In this particular kind of scam, there is nothing fraudulent about opening an item not received claim. Because you did not receive the item, normally I would agree with you. But not with this kind of scam.
How is it defrauding anybody? The OP just has to say that, despite the tracking showing that the item was delivered, that he didn’t receive the item. That’s factually true. There’s nothing fraudulent about that. In fact, it’s more accurate than saying the item wasn’t as described, because he didn’t even receive an item (let alone one that wasn’t as described).
I get what zorloth is getting at, which is trying to get eBay to side with you, but the methodology involves lying, which ozenigma is against.
I am not a lawyer and don’t know how it works legally, nor do i think i have the right to spew out moral lessons here, but i guess i can use an example.
Your friend stole your PSA graded card. You have no other proof other than you no longer have the card in your possession, so you break into their house on a weekend and stole it back and proved you were right. But by proving your point, you technically did something illegal/indecent/wrong (trespassing private property). I don’t know the answer, but it seems like this is not the way…
I think it’s always best to be honest, but I know the system makes it not really efficient to go about it the honest/right way. It’s really up to the individual. I don’t have an issue with these cases as Zorloth suggested. let’s just be a little flexible. my example is trying to illustrate that there is a point which zorloth’s tactic might not work or crosses the line for most people, including the law.

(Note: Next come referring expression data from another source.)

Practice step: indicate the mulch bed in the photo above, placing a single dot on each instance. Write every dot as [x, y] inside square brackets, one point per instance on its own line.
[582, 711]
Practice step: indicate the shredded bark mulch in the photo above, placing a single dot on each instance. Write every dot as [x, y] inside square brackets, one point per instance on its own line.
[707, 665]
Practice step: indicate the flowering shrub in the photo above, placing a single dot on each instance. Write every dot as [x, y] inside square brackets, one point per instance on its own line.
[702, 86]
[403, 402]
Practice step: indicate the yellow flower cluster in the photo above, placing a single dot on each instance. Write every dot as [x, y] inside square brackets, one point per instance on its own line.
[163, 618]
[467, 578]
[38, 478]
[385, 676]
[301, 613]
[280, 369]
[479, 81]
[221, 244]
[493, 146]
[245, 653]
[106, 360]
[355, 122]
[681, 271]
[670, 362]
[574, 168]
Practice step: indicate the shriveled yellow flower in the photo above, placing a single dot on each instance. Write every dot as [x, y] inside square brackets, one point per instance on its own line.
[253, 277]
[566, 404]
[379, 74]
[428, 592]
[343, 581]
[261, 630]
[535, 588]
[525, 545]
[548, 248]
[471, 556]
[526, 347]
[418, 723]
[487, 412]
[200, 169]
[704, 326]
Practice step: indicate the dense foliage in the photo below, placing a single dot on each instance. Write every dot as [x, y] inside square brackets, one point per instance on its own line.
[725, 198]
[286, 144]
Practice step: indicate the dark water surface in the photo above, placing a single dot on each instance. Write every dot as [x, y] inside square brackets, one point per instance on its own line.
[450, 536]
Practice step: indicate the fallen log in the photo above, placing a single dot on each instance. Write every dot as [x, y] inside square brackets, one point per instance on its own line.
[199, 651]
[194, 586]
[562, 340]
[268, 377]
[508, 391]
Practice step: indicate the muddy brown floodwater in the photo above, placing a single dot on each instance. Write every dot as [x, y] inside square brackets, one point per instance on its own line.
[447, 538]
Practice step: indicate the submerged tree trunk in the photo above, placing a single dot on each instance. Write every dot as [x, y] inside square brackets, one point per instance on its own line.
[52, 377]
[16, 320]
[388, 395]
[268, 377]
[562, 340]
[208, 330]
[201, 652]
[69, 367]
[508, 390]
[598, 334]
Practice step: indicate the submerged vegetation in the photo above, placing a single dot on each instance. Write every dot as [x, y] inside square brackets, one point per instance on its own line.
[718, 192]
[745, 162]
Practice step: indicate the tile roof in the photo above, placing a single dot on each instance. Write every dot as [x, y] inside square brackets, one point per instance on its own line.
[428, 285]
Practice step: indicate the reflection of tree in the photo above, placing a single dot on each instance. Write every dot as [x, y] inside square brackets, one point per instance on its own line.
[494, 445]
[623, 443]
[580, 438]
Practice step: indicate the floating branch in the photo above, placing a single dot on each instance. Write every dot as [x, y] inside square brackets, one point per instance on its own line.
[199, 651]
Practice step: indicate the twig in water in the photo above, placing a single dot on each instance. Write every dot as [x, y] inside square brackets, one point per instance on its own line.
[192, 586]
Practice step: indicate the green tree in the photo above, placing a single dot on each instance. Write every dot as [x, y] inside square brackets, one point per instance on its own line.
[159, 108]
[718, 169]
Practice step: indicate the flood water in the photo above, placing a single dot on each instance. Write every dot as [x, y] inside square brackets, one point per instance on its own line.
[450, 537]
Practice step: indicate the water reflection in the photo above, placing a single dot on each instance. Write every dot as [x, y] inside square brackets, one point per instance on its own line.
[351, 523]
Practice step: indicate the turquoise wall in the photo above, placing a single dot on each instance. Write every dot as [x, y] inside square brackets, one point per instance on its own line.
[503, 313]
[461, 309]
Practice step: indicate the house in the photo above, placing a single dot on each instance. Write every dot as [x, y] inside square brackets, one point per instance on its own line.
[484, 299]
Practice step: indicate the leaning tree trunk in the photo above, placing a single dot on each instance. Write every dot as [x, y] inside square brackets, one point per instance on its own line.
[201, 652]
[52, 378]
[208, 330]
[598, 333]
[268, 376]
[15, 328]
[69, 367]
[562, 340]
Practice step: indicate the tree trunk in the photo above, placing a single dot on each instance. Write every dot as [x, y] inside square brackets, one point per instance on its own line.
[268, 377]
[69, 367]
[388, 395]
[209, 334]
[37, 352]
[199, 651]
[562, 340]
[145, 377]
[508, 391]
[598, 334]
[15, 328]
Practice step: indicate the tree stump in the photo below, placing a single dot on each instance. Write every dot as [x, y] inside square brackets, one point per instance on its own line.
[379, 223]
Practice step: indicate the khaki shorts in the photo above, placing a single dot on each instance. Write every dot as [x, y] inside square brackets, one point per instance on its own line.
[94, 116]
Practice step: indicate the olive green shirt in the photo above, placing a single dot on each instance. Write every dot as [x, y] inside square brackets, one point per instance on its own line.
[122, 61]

With these particular scams you do not receive an item, therefor item not received is the best claim to make. Nothing fraudulent wrong or illegal about that.
But my suggestion doesn’t involve lying. Saying the item wasn’t received is factually correct. Saying the item wasn’t as described, which was ozenigma’s suggestion, actually does involve lying. I think both my and ozenigma’s suggestions are totally fine, though. Ultimately, what matters is that the just outcome is reached. And the just outcome is the OP getting his money back.
Oh, I see why @ozenigma thinks that my solution involves lying. He stated:
“Really lame to recommend to anyone opening a case based on lack of signature even if you receive the item in the middle of a pandemic where countless items aren’t being signed for because of postal restrictions.”
Here’s the thing, though, @ozenigma: you’re not opening a case based on lack of signature. You’re opening a case based on the fact that the item wasn’t received. It’s called an ‘item not received’ case. The tracking shows it was delivered, but it wasn’t. This is a textbook INR case. It’s actually the correct case to open in this circumstance.
Because the OP hasn’t claimed it was a tracking scam? The OP hasn’t mentioned anything about it being shipped.
When/if it does get shipped, then the OP can act.
I disagree that the idea that only the outcome matters.
I have to think you actually haven’t read through the chain of events here, because otherwise you wouldn’t be so furiously defending your stance when OP doesn’t even have a tracking number.
@ozenigma, it was suspected that it’s a tracking number scam. That’s what the vast majority of these sorts of scams are. The buyer opens an INR complaint, and the seller will provide a bogus tracking number.
I’m not sure what other sort of scam it would be. 99% of the time for these super underpriced items from 0 feedback sellers, it’s the tracking number scam. It’s the easiest one to pull off and actually works sometimes since unfortunately not everyone knows how to combat it.
Yup, and T&T removed it from their buylist entirely. Pretty uncommon occurence. In fact, they’re buying boxes of quite literally every single set from WotC through XY except for Evolutions. It’s not on DACW’s buylist either, and they buy everything but the kitchen sink (and it wouldn’t surprise me if they bought kitchen sinks, too!).